Africa: Male Video Game Characters Speak Twice As Much As Females, Largest Study of Its Kind Reveals

analysis

Video games are played by nearly three billion people worldwide and make more money annually than the film industry. Around 50% of gamers are female but gaming has chronic problems with gender bias.

Female players have recounted receiving sexist abuse online and there have been claims of gender discrimination in video-game development. Let's not forget "Gamergate", the year-long campaign of harassment between 2014 and 2015 of prominent female gamers and developers.

The results of the biggest-ever study of video game dialogue, reveal another stark gender imbalance in the industry. Our analysis, published in the Royal Society Open Science today studied over 13,000 video game characters and found that twice as much dialogue is given to male characters than to female characters.
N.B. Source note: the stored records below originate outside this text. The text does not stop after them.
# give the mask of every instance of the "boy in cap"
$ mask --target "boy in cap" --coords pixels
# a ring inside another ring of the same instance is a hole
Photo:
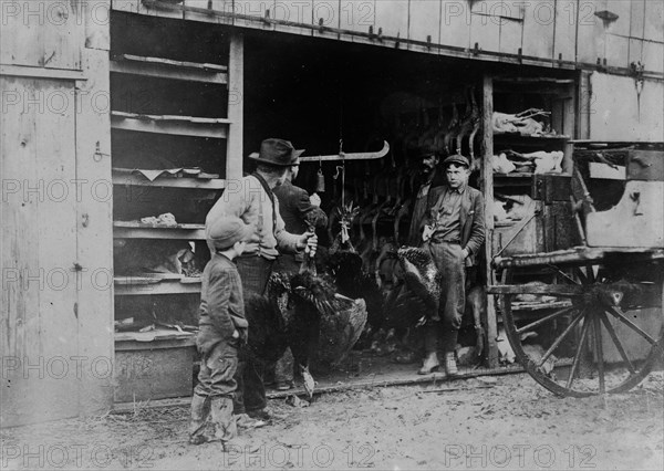
[[[423,240],[443,273],[439,317],[443,321],[443,349],[448,376],[458,375],[455,349],[466,304],[466,269],[477,265],[485,241],[484,198],[468,186],[470,163],[461,155],[443,160],[447,185],[428,195]],[[437,322],[425,325],[426,358],[421,375],[438,368]]]
[[[234,376],[238,348],[247,342],[248,323],[240,274],[232,261],[242,254],[253,231],[251,226],[232,216],[217,219],[208,231],[208,243],[215,251],[203,272],[200,329],[196,338],[201,360],[191,398],[191,444],[221,440],[226,447],[237,436]],[[216,429],[214,437],[205,433],[210,415]]]

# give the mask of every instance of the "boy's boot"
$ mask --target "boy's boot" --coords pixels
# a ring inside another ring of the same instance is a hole
[[[419,368],[417,374],[418,375],[428,375],[433,371],[438,370],[439,366],[440,366],[440,364],[438,363],[437,353],[430,352],[427,354],[426,358],[424,359],[424,365],[422,365],[422,368]]]
[[[215,437],[227,442],[238,436],[238,426],[232,415],[232,399],[229,397],[215,397],[211,405]]]
[[[191,418],[189,420],[189,443],[201,444],[208,441],[204,435],[207,418],[208,398],[194,394],[191,397]]]

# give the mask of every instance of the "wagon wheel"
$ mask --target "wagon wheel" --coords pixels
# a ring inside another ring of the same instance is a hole
[[[624,393],[641,383],[664,345],[662,276],[654,283],[626,283],[610,280],[598,264],[551,269],[557,284],[521,286],[527,294],[554,296],[559,307],[550,314],[517,326],[515,294],[501,296],[506,333],[519,363],[559,396]],[[506,269],[504,282],[510,283],[513,274],[515,269]],[[646,326],[645,316],[631,310],[649,305],[644,299],[660,310]]]

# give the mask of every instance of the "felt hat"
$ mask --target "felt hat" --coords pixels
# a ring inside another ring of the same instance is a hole
[[[248,242],[253,232],[253,226],[246,224],[237,216],[225,216],[211,223],[207,237],[217,250],[225,250],[236,242]]]
[[[460,154],[449,156],[445,160],[443,160],[443,167],[445,167],[445,168],[447,168],[447,166],[450,164],[463,165],[466,168],[470,168],[470,161],[468,160],[468,158],[464,157]]]
[[[304,149],[295,150],[289,140],[269,138],[260,144],[258,154],[251,154],[249,157],[262,164],[290,167],[300,165],[299,158],[302,153],[304,153]]]

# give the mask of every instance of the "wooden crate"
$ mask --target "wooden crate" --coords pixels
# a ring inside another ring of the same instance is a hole
[[[115,402],[191,396],[196,347],[189,338],[115,342]]]

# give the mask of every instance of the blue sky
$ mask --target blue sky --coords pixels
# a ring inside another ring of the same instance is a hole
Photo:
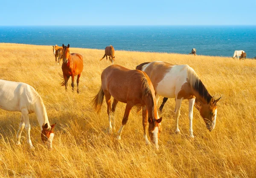
[[[1,1],[0,25],[256,25],[256,0]]]

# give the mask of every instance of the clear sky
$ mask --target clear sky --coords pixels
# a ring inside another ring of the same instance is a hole
[[[0,25],[256,25],[256,0],[0,2]]]

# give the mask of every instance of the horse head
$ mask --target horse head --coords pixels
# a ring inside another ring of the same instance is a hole
[[[206,127],[210,132],[215,127],[217,117],[217,103],[221,99],[221,97],[215,100],[212,97],[210,102],[206,104],[202,104],[200,114],[204,119]]]
[[[53,129],[55,124],[56,123],[51,125],[49,128],[48,128],[47,123],[42,126],[43,130],[41,132],[41,139],[49,150],[52,149],[52,140],[54,137]]]
[[[161,124],[162,117],[158,119],[152,119],[149,118],[148,121],[148,136],[150,137],[151,141],[156,145],[157,150],[158,150],[158,139],[161,132]]]
[[[70,55],[70,53],[69,49],[69,44],[67,45],[67,46],[65,46],[64,44],[62,44],[62,48],[63,48],[62,52],[62,57],[63,58],[63,62],[67,64],[68,62],[68,58]]]

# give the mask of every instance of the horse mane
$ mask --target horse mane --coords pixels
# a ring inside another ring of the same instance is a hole
[[[45,107],[44,106],[44,102],[43,101],[43,99],[41,97],[41,96],[39,95],[38,93],[35,90],[34,88],[30,86],[30,91],[31,92],[31,94],[32,94],[29,95],[29,96],[32,99],[32,102],[34,105],[34,107],[35,107],[35,105],[37,103],[38,103],[38,102],[39,102],[40,104],[40,107],[41,107],[41,109],[42,109],[42,110],[43,110],[43,116],[44,117],[44,118],[45,118],[45,114],[47,113],[46,112],[46,109],[45,108]],[[38,107],[39,106],[38,105],[37,106]],[[43,125],[44,125],[46,123],[44,123],[44,124]],[[49,125],[48,125],[48,128],[47,129],[46,129],[45,130],[49,130],[51,129],[51,126],[49,124]]]
[[[209,94],[204,85],[199,79],[194,69],[188,65],[186,65],[184,69],[186,69],[188,75],[187,81],[194,91],[205,99],[209,103],[212,96]]]

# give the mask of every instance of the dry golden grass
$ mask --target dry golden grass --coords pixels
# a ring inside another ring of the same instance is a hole
[[[71,46],[72,47],[72,46]],[[211,133],[194,110],[195,138],[189,136],[187,101],[180,118],[181,134],[174,133],[174,99],[169,99],[163,118],[159,151],[147,146],[141,112],[132,110],[122,140],[108,133],[104,102],[97,115],[90,104],[98,91],[100,75],[110,65],[99,62],[103,50],[70,48],[84,57],[81,93],[60,87],[61,65],[55,65],[52,46],[0,43],[0,79],[33,86],[42,96],[50,123],[57,122],[53,150],[41,142],[35,115],[30,116],[31,151],[26,132],[21,146],[15,144],[20,113],[0,112],[0,176],[3,177],[256,177],[256,61],[232,57],[116,51],[115,64],[134,69],[148,61],[187,64],[193,68],[209,93],[222,99],[217,123]],[[76,78],[75,78],[76,79]],[[75,90],[76,90],[75,84]],[[161,98],[159,102],[162,102]],[[160,103],[159,103],[159,105]],[[125,105],[119,103],[116,124],[121,124]]]

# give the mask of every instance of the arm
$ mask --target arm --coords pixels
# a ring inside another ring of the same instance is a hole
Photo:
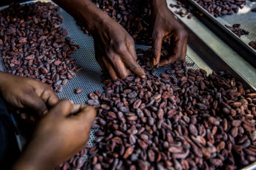
[[[94,39],[95,57],[103,72],[113,80],[124,79],[130,71],[144,78],[136,62],[133,39],[125,29],[89,0],[53,0],[80,22]]]
[[[151,0],[152,8],[153,64],[170,64],[185,59],[187,33],[169,10],[166,0]],[[162,39],[171,39],[169,54],[161,58]]]
[[[95,116],[91,107],[60,101],[42,118],[12,169],[50,170],[67,161],[88,142]]]
[[[59,98],[50,87],[39,81],[0,72],[0,94],[15,109],[29,109],[42,116]]]

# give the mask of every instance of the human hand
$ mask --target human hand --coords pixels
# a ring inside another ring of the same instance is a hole
[[[45,83],[0,72],[0,93],[15,109],[29,109],[42,116],[59,98]]]
[[[60,101],[39,122],[13,169],[50,170],[67,161],[88,142],[95,116],[91,107]]]
[[[166,1],[153,1],[152,52],[153,65],[168,65],[176,61],[185,59],[187,33],[167,7]],[[162,42],[170,38],[169,54],[161,58]]]
[[[95,56],[103,72],[113,80],[127,77],[130,71],[145,78],[136,61],[134,40],[127,31],[109,17],[96,28],[92,32]]]

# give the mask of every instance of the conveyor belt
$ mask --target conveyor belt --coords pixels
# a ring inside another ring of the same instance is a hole
[[[77,65],[81,66],[83,69],[77,74],[77,77],[71,80],[69,80],[67,85],[64,85],[63,90],[61,93],[58,93],[57,95],[60,98],[68,98],[72,100],[74,103],[85,103],[88,100],[88,95],[90,93],[94,92],[96,90],[102,90],[103,84],[102,83],[102,78],[101,77],[101,69],[97,64],[94,58],[94,41],[93,38],[85,34],[80,26],[76,24],[74,18],[67,14],[63,9],[60,10],[61,15],[64,17],[64,23],[61,25],[61,26],[66,27],[69,34],[67,35],[72,38],[72,42],[75,42],[78,45],[80,46],[80,48],[77,50],[72,57],[77,60]],[[192,34],[190,34],[192,35]],[[198,39],[200,39],[200,38]],[[203,42],[197,42],[198,44],[198,47],[203,48],[205,45]],[[140,48],[143,50],[146,50],[148,47],[144,45],[136,45],[136,48]],[[195,47],[193,47],[195,49]],[[212,56],[217,56],[214,51],[211,48],[208,50],[208,55],[211,56],[211,53],[212,53]],[[192,47],[188,45],[187,47],[187,55],[186,60],[188,62],[195,62],[195,64],[191,67],[192,69],[202,68],[210,73],[212,70],[218,70],[219,67],[216,66],[216,63],[213,63],[212,66],[208,66],[208,65],[202,60],[202,55],[198,55]],[[218,63],[217,65],[222,65],[224,68],[227,69],[233,70],[231,67],[225,61],[222,61],[219,58],[221,62]],[[214,65],[215,64],[215,65]],[[168,67],[161,67],[157,70],[157,74],[160,74],[164,73],[166,69],[170,69],[171,66]],[[1,63],[0,63],[1,69]],[[2,68],[3,69],[3,68]],[[231,73],[236,72],[233,70]],[[239,77],[238,74],[235,74],[236,78],[243,79],[243,77]],[[246,83],[247,83],[245,81]],[[251,87],[249,83],[247,84],[247,87]],[[82,88],[83,90],[83,93],[80,94],[75,94],[74,93],[75,90],[77,88]],[[91,138],[88,144],[94,145],[94,139],[96,138],[94,136],[95,130],[91,130]]]

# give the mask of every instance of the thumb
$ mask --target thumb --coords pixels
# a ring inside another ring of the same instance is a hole
[[[153,65],[156,66],[160,60],[161,48],[162,37],[159,33],[152,34],[152,53],[153,53]]]
[[[80,104],[80,110],[75,115],[76,118],[83,123],[86,129],[91,129],[91,125],[94,121],[97,112],[94,107],[87,104]]]
[[[50,114],[55,114],[59,116],[67,117],[69,115],[74,107],[72,101],[67,99],[60,100],[52,109],[49,111]]]
[[[22,104],[25,108],[36,112],[39,117],[48,110],[45,103],[35,93],[30,93],[29,96],[23,96]]]

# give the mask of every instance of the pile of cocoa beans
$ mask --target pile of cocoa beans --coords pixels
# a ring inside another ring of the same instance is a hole
[[[240,28],[241,24],[236,23],[233,25],[232,26],[225,25],[225,27],[227,27],[228,29],[230,29],[233,33],[234,33],[236,35],[237,35],[239,38],[241,36],[243,35],[247,35],[249,32]]]
[[[151,45],[149,22],[150,3],[148,0],[92,0],[98,7],[121,24],[135,39],[136,43]],[[82,29],[89,34],[81,23]]]
[[[249,42],[249,45],[251,46],[253,49],[256,50],[256,41],[251,41]]]
[[[107,80],[89,95],[95,145],[87,161],[84,150],[56,169],[238,169],[256,161],[256,93],[186,61],[149,74],[151,53],[137,53],[147,77]]]
[[[214,17],[232,15],[238,12],[243,8],[246,0],[194,0]]]
[[[71,55],[79,48],[66,28],[59,7],[36,2],[11,4],[0,12],[0,50],[7,72],[46,82],[55,91],[82,68]]]

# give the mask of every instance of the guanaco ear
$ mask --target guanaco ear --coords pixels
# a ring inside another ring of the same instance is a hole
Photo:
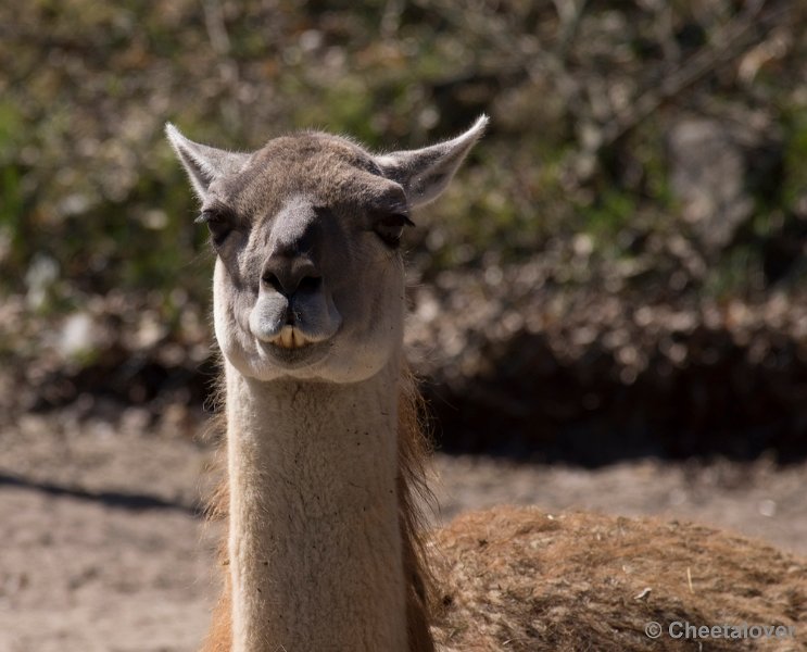
[[[250,154],[228,152],[193,142],[171,123],[165,124],[165,135],[201,200],[204,200],[207,188],[215,179],[238,172],[250,158]]]
[[[487,124],[488,116],[481,115],[470,129],[452,140],[376,156],[376,163],[387,177],[403,186],[411,206],[420,206],[445,190]]]

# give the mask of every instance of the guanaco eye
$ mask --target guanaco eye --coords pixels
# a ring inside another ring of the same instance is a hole
[[[223,211],[202,211],[196,222],[207,225],[211,240],[215,247],[223,244],[227,239],[227,236],[229,236],[235,228],[231,215]]]
[[[409,220],[409,216],[404,213],[390,213],[381,215],[376,220],[375,231],[383,242],[396,249],[401,244],[401,236],[403,235],[404,226],[415,226],[415,223]]]

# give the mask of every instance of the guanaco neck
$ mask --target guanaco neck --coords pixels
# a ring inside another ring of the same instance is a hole
[[[226,364],[232,652],[407,649],[398,373],[260,383]]]

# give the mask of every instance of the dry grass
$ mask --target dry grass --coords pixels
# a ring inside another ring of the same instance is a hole
[[[807,563],[707,527],[505,507],[459,517],[436,532],[430,554],[444,650],[807,649]],[[797,629],[697,641],[671,638],[674,620]],[[665,628],[657,640],[650,622]]]

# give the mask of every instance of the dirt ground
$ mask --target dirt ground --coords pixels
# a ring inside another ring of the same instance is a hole
[[[129,409],[0,428],[0,652],[194,650],[215,599],[200,496],[213,447]],[[168,419],[166,423],[171,423]],[[188,424],[191,425],[188,425]],[[148,432],[148,434],[147,434]],[[807,555],[807,464],[626,462],[597,471],[436,456],[438,519],[501,504],[692,519]]]

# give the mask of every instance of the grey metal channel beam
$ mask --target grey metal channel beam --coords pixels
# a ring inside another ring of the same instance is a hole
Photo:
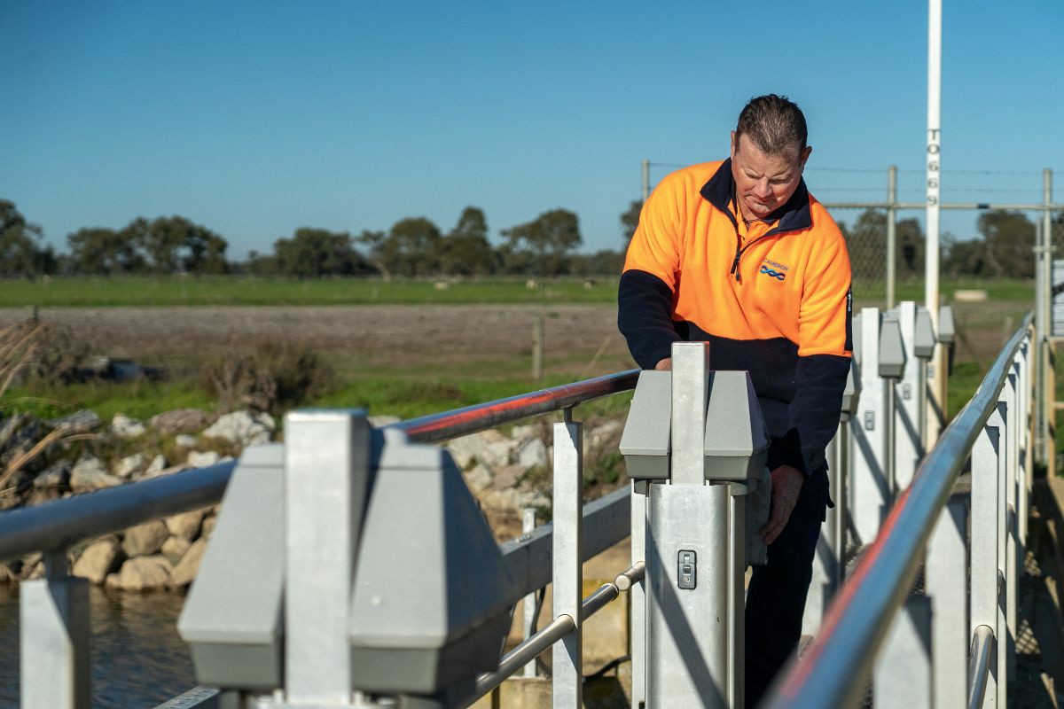
[[[631,504],[631,489],[626,486],[584,505],[581,561],[601,554],[628,537]],[[499,545],[514,579],[508,595],[510,603],[517,603],[525,594],[550,584],[553,530],[553,524],[544,524]]]

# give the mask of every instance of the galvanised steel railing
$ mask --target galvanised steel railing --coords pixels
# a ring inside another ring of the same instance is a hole
[[[575,406],[632,390],[637,378],[638,370],[628,370],[393,424],[411,440],[438,442],[531,416],[558,410],[565,413],[564,423],[555,426],[558,523],[542,525],[501,545],[515,579],[511,601],[516,603],[553,578],[555,619],[504,657],[496,672],[482,676],[478,680],[478,696],[549,647],[551,643],[545,640],[555,636],[559,640],[578,637],[585,618],[642,579],[643,565],[636,563],[618,574],[614,583],[603,585],[587,598],[580,597],[581,563],[629,535],[630,490],[617,490],[582,506],[582,452],[572,445],[581,440],[582,424],[571,419]],[[0,559],[43,552],[46,564],[44,586],[37,589],[27,585],[21,594],[23,707],[88,707],[90,703],[86,581],[69,576],[66,550],[84,539],[216,504],[221,501],[236,465],[236,461],[221,462],[0,513]],[[559,583],[561,574],[566,580]],[[56,619],[52,604],[36,603],[48,597],[61,600],[59,603],[64,606],[61,619]],[[66,640],[62,641],[63,638]],[[564,668],[565,662],[555,657],[555,674],[564,675]],[[577,655],[569,662],[569,680],[555,681],[555,692],[579,693],[580,673]],[[173,699],[181,706],[203,707],[214,706],[212,703],[216,700],[216,692],[202,689]]]
[[[922,460],[766,706],[853,706],[869,674],[877,707],[960,706],[959,697],[969,707],[1005,706],[1031,484],[1030,322]],[[969,459],[966,569],[964,502],[951,495]],[[909,596],[921,562],[930,609]]]

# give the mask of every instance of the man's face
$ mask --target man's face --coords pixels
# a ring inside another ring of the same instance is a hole
[[[798,189],[801,171],[813,149],[805,147],[787,151],[785,155],[763,153],[745,135],[735,141],[732,131],[732,176],[735,196],[749,218],[761,219],[780,208]]]

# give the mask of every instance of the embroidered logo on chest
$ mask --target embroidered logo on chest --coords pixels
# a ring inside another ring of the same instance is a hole
[[[769,278],[776,278],[777,281],[783,281],[787,277],[787,271],[789,269],[783,264],[778,264],[774,260],[765,258],[761,261],[761,270],[759,273],[762,275],[767,275]]]

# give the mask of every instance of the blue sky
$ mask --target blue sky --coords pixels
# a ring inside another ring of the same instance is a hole
[[[944,5],[943,199],[1041,201],[1042,168],[1064,184],[1064,4]],[[180,214],[243,257],[303,225],[446,231],[470,204],[496,235],[572,209],[585,250],[617,248],[642,159],[725,156],[775,91],[807,114],[821,201],[883,199],[891,164],[919,201],[926,2],[753,6],[12,0],[0,198],[61,249]]]

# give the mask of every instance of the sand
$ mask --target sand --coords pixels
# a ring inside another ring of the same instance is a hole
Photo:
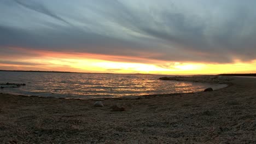
[[[98,99],[1,94],[0,143],[256,143],[256,79],[222,83],[229,86],[213,92],[100,99],[104,107],[94,107]],[[115,104],[125,110],[112,111]]]

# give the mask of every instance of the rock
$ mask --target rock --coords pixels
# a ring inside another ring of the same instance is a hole
[[[203,91],[203,92],[212,92],[212,91],[213,91],[213,89],[211,87],[208,87],[206,88],[206,89],[205,89],[205,91]]]
[[[170,78],[169,77],[165,76],[165,77],[160,77],[159,79],[162,80],[170,80]]]
[[[119,107],[117,105],[110,106],[110,109],[112,109],[113,111],[123,111],[125,110],[124,107]]]
[[[98,107],[103,107],[104,105],[101,101],[97,101],[96,102],[94,103],[94,106],[98,106]]]

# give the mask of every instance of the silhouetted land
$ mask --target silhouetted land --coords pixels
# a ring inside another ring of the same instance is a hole
[[[33,72],[33,73],[75,73],[75,74],[116,74],[115,73],[84,73],[84,72],[73,72],[73,71],[42,71],[42,70],[1,70],[0,71],[16,71],[16,72]],[[136,74],[127,74],[131,75],[154,75],[152,74],[142,74],[142,73],[136,73]],[[158,74],[161,75],[161,74]]]
[[[0,93],[0,143],[255,143],[256,79],[223,77],[232,84],[212,92],[131,98]]]
[[[256,76],[256,74],[219,74],[222,76]]]

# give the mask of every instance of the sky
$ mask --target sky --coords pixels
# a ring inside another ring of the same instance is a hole
[[[256,1],[1,0],[0,69],[256,73]]]

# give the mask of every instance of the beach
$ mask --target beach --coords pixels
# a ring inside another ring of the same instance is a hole
[[[256,143],[256,79],[225,77],[176,78],[229,85],[212,92],[130,98],[2,93],[0,143]]]

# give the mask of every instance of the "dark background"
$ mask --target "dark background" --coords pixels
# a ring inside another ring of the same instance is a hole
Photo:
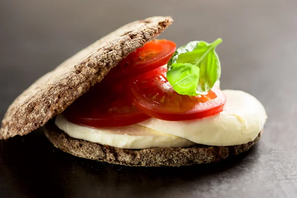
[[[0,141],[0,197],[295,198],[297,195],[297,1],[0,1],[0,118],[66,58],[128,22],[175,22],[178,46],[221,37],[221,88],[257,98],[269,118],[250,151],[221,163],[128,167],[54,148],[38,130]]]

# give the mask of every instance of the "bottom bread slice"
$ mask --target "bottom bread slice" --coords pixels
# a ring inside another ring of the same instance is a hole
[[[226,147],[197,144],[183,148],[152,148],[141,149],[120,148],[72,138],[52,120],[44,127],[46,136],[64,152],[87,159],[136,166],[180,166],[215,162],[248,150],[261,137],[247,144]]]

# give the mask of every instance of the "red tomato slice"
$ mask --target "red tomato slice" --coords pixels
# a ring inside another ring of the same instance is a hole
[[[129,126],[150,116],[141,113],[123,92],[122,84],[107,88],[96,85],[63,113],[70,122],[99,128]]]
[[[161,67],[131,81],[129,91],[140,111],[162,120],[180,121],[201,118],[223,110],[226,98],[219,88],[214,87],[205,96],[181,95],[167,80],[166,71]]]
[[[110,70],[106,78],[115,81],[155,69],[167,64],[176,49],[176,45],[170,41],[149,41],[122,60]]]

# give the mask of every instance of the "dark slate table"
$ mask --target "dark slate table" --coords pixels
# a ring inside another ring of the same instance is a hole
[[[1,198],[297,197],[296,0],[45,1],[0,2],[0,118],[23,90],[80,49],[128,22],[168,15],[175,22],[161,37],[178,46],[223,38],[222,88],[254,96],[269,119],[250,151],[178,168],[75,157],[39,130],[0,141]]]

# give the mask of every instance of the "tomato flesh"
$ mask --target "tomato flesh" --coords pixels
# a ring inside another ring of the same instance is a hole
[[[111,81],[129,79],[164,65],[176,49],[176,45],[166,40],[154,40],[131,53],[108,73]]]
[[[161,67],[130,82],[129,91],[140,111],[160,119],[180,121],[201,118],[223,110],[226,98],[219,89],[214,87],[204,96],[181,95],[167,80],[166,71]]]
[[[129,126],[150,118],[135,107],[123,93],[122,84],[103,87],[100,83],[95,85],[68,107],[63,113],[67,120],[99,128]]]

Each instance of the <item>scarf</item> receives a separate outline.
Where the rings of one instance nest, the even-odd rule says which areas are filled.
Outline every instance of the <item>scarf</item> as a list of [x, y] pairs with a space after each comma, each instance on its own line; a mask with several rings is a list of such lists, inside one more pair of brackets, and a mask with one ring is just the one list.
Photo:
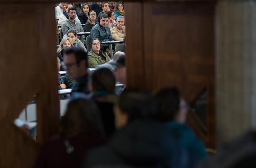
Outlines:
[[124, 11], [124, 9], [123, 11], [120, 11], [118, 10], [116, 10], [116, 12], [122, 16], [124, 16], [125, 15], [125, 12]]
[[69, 16], [68, 16], [68, 13], [67, 13], [65, 11], [64, 11], [62, 13], [63, 13], [63, 14], [64, 15], [64, 16], [66, 17], [67, 19], [68, 19], [69, 18]]
[[62, 5], [61, 4], [60, 4], [59, 6], [60, 6], [60, 8], [61, 8], [62, 9], [63, 9], [63, 8], [64, 8], [65, 7], [64, 6], [63, 6], [63, 5]]

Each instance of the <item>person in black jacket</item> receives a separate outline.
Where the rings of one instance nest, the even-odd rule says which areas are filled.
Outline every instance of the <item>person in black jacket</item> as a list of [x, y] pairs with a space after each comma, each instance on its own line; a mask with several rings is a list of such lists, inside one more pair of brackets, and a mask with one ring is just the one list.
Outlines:
[[72, 47], [64, 51], [63, 66], [70, 77], [76, 81], [72, 90], [88, 94], [87, 54], [82, 49]]
[[84, 4], [81, 7], [80, 14], [78, 18], [80, 20], [81, 24], [85, 24], [89, 18], [89, 12], [91, 11], [90, 6], [88, 4]]
[[106, 145], [87, 153], [83, 167], [187, 167], [186, 151], [154, 119], [156, 107], [148, 92], [126, 89], [114, 107], [118, 131]]

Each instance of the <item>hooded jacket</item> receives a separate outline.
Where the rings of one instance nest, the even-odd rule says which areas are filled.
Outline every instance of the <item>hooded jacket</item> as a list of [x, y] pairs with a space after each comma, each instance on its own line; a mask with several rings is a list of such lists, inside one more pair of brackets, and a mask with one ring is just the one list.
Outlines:
[[81, 24], [76, 21], [75, 20], [74, 23], [72, 22], [68, 19], [66, 20], [62, 24], [61, 28], [63, 35], [67, 34], [67, 32], [69, 29], [76, 30], [77, 33], [84, 31]]
[[183, 168], [186, 153], [164, 124], [137, 120], [117, 132], [107, 144], [89, 152], [83, 167]]

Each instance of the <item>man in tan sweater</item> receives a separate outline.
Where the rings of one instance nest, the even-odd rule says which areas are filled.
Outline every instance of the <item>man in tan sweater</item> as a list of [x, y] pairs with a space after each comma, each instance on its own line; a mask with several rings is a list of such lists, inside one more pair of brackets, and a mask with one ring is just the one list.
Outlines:
[[111, 35], [116, 41], [123, 40], [124, 39], [124, 33], [125, 27], [124, 26], [124, 18], [120, 16], [116, 19], [116, 24], [110, 30]]

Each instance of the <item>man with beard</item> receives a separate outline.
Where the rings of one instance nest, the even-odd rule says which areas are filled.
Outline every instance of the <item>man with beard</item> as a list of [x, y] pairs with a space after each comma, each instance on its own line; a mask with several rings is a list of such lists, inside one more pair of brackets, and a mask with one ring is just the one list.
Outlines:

At least some of the burden for change rests on the content of video games themselves. Games are more likely to have male protagonists than female and many games constrain women to stereotypical roles - Princess Peach, for instance, is often the damsel in distress.

Studying dialogue is one way of gaining insight into patterns of gender bias. Previous studies have shown that most films and TV shows give more dialogue to male characters. Creating the largest-ever open-source database of video-game dialogue, we found video games are no different.

Our study of 13,000 characters from 50 video games found that video games include twice as much male as female dialogue on average. Secondly, 94% of games we analysed had more male dialogue than female dialogue, including games with multiple female protagonists (e.g. Final Fantasy X-2, King's Quest VII). The exceptions were King's Quest games from the 1980s and Final Fantasy XIII: Lightning Returns, which has a female protagonist but still manages only 55% female dialogue.

However, the bias wasn't just with protagonists - we found the same imbalances in minor characters. The pattern persisted even when taking into account player choices about a protagonist's gender and optional dialogue.

The proportion of female dialogue is slowly increasing. Even so, we also found that female characters are more likely to apologise, hesitate or be polite, perpetuating stereotypes about gendered behaviour.

Finally, while the results reported here concern male and female characters, we were interested in the dialogue distribution for all genders. Unfortunately, we couldn't run reliable analyses on non-binary and other genders since there were so few characters in these categories, which is itself revealing.

Quest for data

We were inspired by a study of gender balance in Disney film dialogue, showing that men had more dialogue than women in 88% of films. This simple statistic was a striking demonstration of a systematic imbalance. We wanted to measure this statistic for games but quickly discovered several challenges.

First, which games to include? We selected 50 role-playing games where dialogue is crucial. These were balanced across sub-genre, target audience age, and year of publication. They included games from major developers - Final Fantasy, Persona, Mass Effect, The Elder Scrolls - and games from smaller developers such as Monkey Island and Stardew Valley.

Accessing the data was harder than anticipated. Some games have accessible scripts, others needed to be hunted down. For many, we relied on fan transcripts, though we needed to make over 20,000 manual corrections. Even when game code was available, converting it to a script could be an epic side-quest of its own. Games from the Elder Scrolls or Dragon Age series can contain 1,000 characters speaking half a million words. We wrote more than 10,000 lines of code to process the data.

Finally, identifying the gender of 13,000 characters was not always straightforward. How should we code characters in disguise? What gender is a talking book? What about a "guard" who appears for just one line of dialogue?

We coded for conferred gender: a character's gender as likely to be experienced by a typical player. This took meticulous research, scouring "lets-play" videos (videos of people playing the games), fan wikis, and discussion boards for clues.

How can game-makers address the imbalance?

First, developers can monitor the distribution of dialogue, using our findings to determine how their games compare with others.

Secondly, we found that the average male character doesn't say more than the average female character. The overall imbalance is driven by there being twice as many male characters as female characters. So a key strategy would be simply to increase the proportion of female characters, major and minor.

There's an important caveat here: more dialogue doesn't guarantee better gender representation. In the recent remake of Final Fantasy VII, the female character Jessie has ten times more dialogue than in the original. However, most of it is spent flirting with the main character.

Another approach is "gender-flipping" - writing characters as one gender and then changing them during development, as with Fang from Final Fantasy XIII who started male and ended female.

There's more work to do here, not least studying non-binary characters, and harmful male behaviour stereotypes (for example, dangerous work always being assigned to men). Our resources are open-source, and we hope that gamers, programmers and other academics will contribute to the expansion of the database.